As a long time Philadelphian, Lenny Seidman has a 30-plus year history of cultural contribution both as a musician and curator. Originally a student of classical and jazz piano, Lenny began studying the classical Indian percussion instrument the tabla in 1971. Ever since, he has been a serious student and performer on the instrument, having studied and collaborated with likes of international virtuoso Zakir Hussain starting in 1991.
As a percussionist he has collaborated with dozens of local and international artists from world renowned dancers to LL Cool J. He has participated in numerous residencies and received several fellowships as a performer and composer along with organizing and participating in several ensembles like the Splinter Group, the Shamanistics, Spoken Hand Percussion Orchestra, The Lenny Seidman Tabla Choir, Atzilut (middle eastern Jewish/Arabic Ensemble), and Rennie Harris PureMovement “Facing Mekka.”

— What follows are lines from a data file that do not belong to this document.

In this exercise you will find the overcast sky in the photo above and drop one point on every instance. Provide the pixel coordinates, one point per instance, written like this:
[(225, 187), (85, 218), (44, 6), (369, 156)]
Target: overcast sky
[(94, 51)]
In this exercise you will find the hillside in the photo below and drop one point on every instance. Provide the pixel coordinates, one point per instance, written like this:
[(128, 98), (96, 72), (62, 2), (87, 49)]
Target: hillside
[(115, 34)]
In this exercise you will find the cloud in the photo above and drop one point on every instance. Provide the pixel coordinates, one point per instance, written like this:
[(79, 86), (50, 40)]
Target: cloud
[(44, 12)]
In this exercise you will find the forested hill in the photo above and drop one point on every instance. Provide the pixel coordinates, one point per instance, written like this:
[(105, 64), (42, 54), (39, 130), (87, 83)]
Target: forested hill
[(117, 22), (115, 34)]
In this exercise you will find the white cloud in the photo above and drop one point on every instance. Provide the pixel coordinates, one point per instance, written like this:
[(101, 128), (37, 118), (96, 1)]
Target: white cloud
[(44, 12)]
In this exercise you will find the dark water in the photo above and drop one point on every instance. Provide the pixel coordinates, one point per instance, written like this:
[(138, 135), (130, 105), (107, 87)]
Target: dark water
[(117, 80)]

Even with a busy performing career, Lenny has served as curator of the Jazz and World Music series at the Painted Bride Art Center for 22 years, bringing some of the most fantastic musicians in the worlds of jazz, folk and traditional, world, and their fusions to Philadelphia, having organized dozens of world premiers and one-of-a-kind performances.
What made you decide to call Philadelphia home?

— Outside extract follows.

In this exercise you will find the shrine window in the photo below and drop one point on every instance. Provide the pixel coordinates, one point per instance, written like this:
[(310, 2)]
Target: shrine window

I was born in Philly, but never decided that this is my permanent home. It was more about artistic collaborations and the Painted Bride Art Center which has kept me here.
Describe your music to us?
My primary instrument, tabla, falls into the category of traditional drums. I apply this traditional instrument to a variety of intercultural and interdisciplinary settings that offer me the opportunity to express the beauty of my own heritage as well as of the many cultures that I’ve been fortunate enough to have embraced along my musical journey.
What is most inspiring about Philadelphia to you?
The artists, the strong cultural and artistic environment, the great legacy of jazz, traditional drumming and dance, the very strong contemporary performing arts, the artistic funding opportunities…and now for the first time, the mayor.
Where is your favorite place to perform? And where’s your favorite place to hear music?
There are many favorite places I’ve performed. A few are: Yerba Buena, San Francisco, Mondavi Center at University of California Davis, UCLA’s Freud Theater, Joyce Theater, New York, and the opera house in Amsterdam. My favorite place to hear music is, of course, the Painted Bride Art Center.